-
Patch
-
Resolution: Done
-
Minor
-
None
Right now, the only logic to determine whether a Node can run a particular Queue.Task is in JobOffer.canTake(Task). The logic is as follows:
1. Check if the task has an assigned label; if it does and this node is not in the label, the node can't take the task
2. If the task does not have an assigned label and this node only allows tied jobs (Mode.EXCLUSIVE), the node can't take the task
3. If the node is offline or not accepting tasks, the node can't take the task
I would like to add Node.canTake(Task) and NodeProperty.canTake(Task) methods. The JobOffer.canTake(Task) method would be changed to call Node.canTake(), moving checks #1 and #2 into the Node.canTake() implementation. Node.canTake() would then call NodeProperty.canTake(Task) on all of its assigned properties; if any of them return false, Node.canTake(Task) will also return false.
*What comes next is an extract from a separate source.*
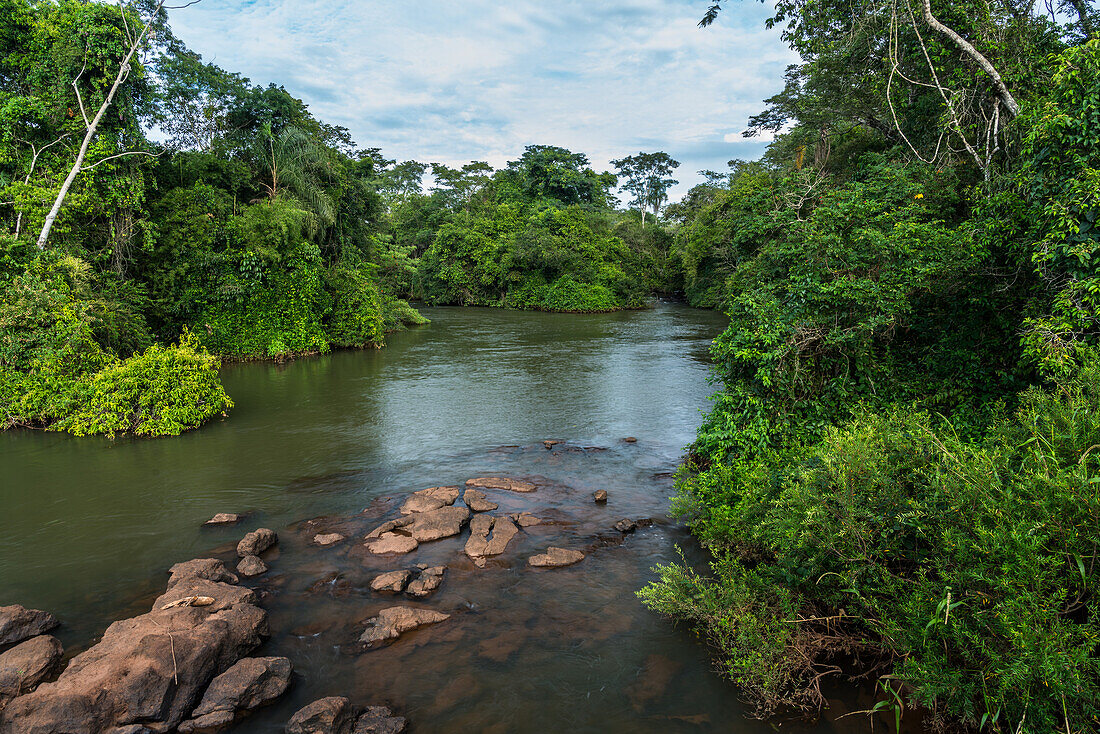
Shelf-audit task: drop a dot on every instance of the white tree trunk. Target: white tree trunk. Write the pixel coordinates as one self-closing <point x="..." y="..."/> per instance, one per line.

The default implementation in the NodeProperty base class will return true.
This allows Node subclasses and custom NodeProperties to control whether or not a particular Task should go to a particular Node, making it possible to do things like capabilities-based job assignment as opposed to the manually-intensive use of tying and node labels.
I'm attaching a patch I've made to our internal copy of Hudson to make this change. I believe I have commit privileges to commit this if nobody objects to this change, otherwise I can get one of the other Yahoo! folks to do it.
- relates to
-
JENKINS-38514 CauseOfBlockage from QueueTaskDispatcher.canTake discarded
-
- Resolved
-
I just wanted to point out one way this could be improved that I didn't include in the patch.
As it stands, if all nodes reject a task, it will sit in the queue as a BuildableItem (as it should), but its cause of blockage will be the generic message "Waiting for next available executor". The problem is that the existing JobOffer.canTake() only returns a boolean, so the code assumes that if there is no assigned label for the job and it was not taken by a online node, then it must be waiting for an executor.
One approach to fixing this would be to have Node.canTake(Task) and in turn NodeProperty.canTake(Task) return a CauseOfBlockage. I don't think that it's possible in general to use this CauseOfBlockage as the queue item tooltip, because that would involved folding together multiple CauseOfBlockage instances from all blocking nodes, but it would be possible to show a message like "Rejected by all available executors". The same thing could also be accomplished by adding a Node.getCauseOfBlockage(Task) method, but then BuildableItem.getCauseOfBlockage() would have to call it on all nodes and the settings of the node could have changed since canTake() was called.